Klein (1970) wished to determine the fruit yield without taking into consideration leaf litter. He harvested either all or part of 42 trees in sections 1 and 3 of an adult forest (Junoy), which had been planted around 1930 in square formation, spaced 20 × 20 m. One sector received an application of endosulfan and the other remained untreated. A partial harvest was made by laying 8 corrugated sheets in a circle around the trees (the sheets had an area of 1 m2). For the total harvest, the ground was swept and all material collected for later sorting. The characteristics of each tree were noted (radius, average height, number of trunks in each hole, number of stems at 1 m and their diameter, crown type, number of lower branches, type of fruit, distribution of fruit over crown and general health of tree). Samples of 100 fruits from each tree were studied in the laboratory, observing the following parameters: volume, weight and soundness. The type of damage and the agents responsible were considered, among which were the purple moth (Leptotes trigemmatus, Butler) and the fruit moth (Cryptophlebia carpophagoides, Clarke), as well as the Pampas rat.
In estimating damage, Klein took into account the enormous variability of fruit yields as related to the relatively homogeneous data on fruit distribution over the crown.
It was found that the average yield in fruit of a chemically sprayed, adult tamarugo tree was 57.361 kg, corresponding to an average yield for the crown area of 0.508 kg/m2 -- a figure much below that cited by Oyarzun (1967) and other authors.

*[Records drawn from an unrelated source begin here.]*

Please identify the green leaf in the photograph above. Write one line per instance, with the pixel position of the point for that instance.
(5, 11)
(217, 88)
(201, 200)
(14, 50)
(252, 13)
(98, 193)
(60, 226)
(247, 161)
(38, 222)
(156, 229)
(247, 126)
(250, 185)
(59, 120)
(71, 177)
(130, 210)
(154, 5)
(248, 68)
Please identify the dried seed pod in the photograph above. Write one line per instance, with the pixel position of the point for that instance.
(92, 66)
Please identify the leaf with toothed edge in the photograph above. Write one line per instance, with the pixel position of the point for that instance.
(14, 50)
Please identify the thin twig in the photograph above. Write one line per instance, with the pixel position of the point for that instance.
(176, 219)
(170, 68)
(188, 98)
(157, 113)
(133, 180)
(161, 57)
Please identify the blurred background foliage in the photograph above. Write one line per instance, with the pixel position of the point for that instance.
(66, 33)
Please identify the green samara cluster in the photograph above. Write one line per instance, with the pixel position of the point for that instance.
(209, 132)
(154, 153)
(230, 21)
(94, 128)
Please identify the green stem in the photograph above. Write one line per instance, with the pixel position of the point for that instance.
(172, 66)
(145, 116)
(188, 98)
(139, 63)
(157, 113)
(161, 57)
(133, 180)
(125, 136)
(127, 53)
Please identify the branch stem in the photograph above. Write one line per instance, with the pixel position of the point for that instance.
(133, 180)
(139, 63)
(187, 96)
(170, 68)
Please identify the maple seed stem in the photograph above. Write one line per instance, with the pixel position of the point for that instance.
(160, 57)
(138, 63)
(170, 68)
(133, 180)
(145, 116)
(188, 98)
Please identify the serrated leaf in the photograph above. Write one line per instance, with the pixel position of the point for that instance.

The method used by Klein (1970), was to compare the total real weight of the harvested fruit with the estimated weight (Table 9), using nine corrugated sheets per tree to collect the fruit.
Aerial views of the forest planted by the Corporación de Fomento on the Refresco property. Tamarugal Pampa.

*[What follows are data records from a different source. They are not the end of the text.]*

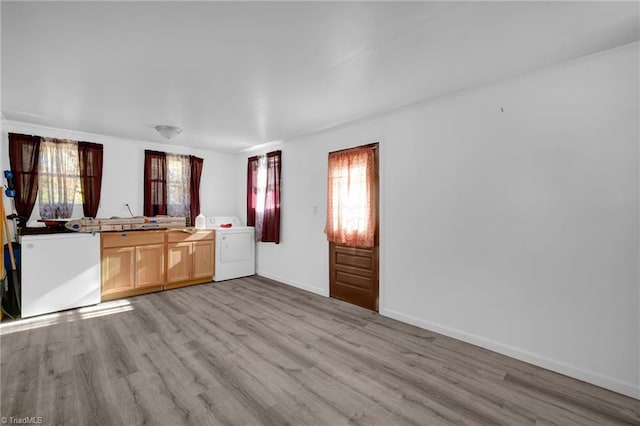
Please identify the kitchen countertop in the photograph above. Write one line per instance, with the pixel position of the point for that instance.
(63, 230)
(44, 230)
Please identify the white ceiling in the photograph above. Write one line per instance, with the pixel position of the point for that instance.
(234, 75)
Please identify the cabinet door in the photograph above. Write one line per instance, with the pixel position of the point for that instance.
(149, 265)
(178, 262)
(118, 267)
(203, 259)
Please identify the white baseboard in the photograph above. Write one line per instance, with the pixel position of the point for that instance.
(312, 289)
(628, 389)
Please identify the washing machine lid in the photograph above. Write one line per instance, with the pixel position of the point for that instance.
(217, 222)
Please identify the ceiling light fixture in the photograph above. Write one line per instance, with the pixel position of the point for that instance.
(168, 131)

TABLE 9: Validity of the partial harvest method used to estimate tamarugo fruit yields
|Tree key||Total real weight of fruit harvested|
|Estimated weight of fruit|
|Difference between real and estimated figure|
|13 Z||141.48||133.50||+ 7.98|
|17 Z||63.36||65.04||- 1.48|
|19 Z||98.37||105.92||- 7.55|
|22 Z||54.33||56.96||- 2.63|
|23 Z||27.90||26.37||+ 1.53|
|26 Z||123.90||97.77||+ 26.13|
|28 Z||49.56||45.83||+ 3.63|
|30 Z||46.11||45.28||+ 0.83|
|31 Z||41.55||43.75||- 2.70|
The ratio of fruit damaged by insect pests to the weight of 100 fruits was also examined. This is given in Table 10.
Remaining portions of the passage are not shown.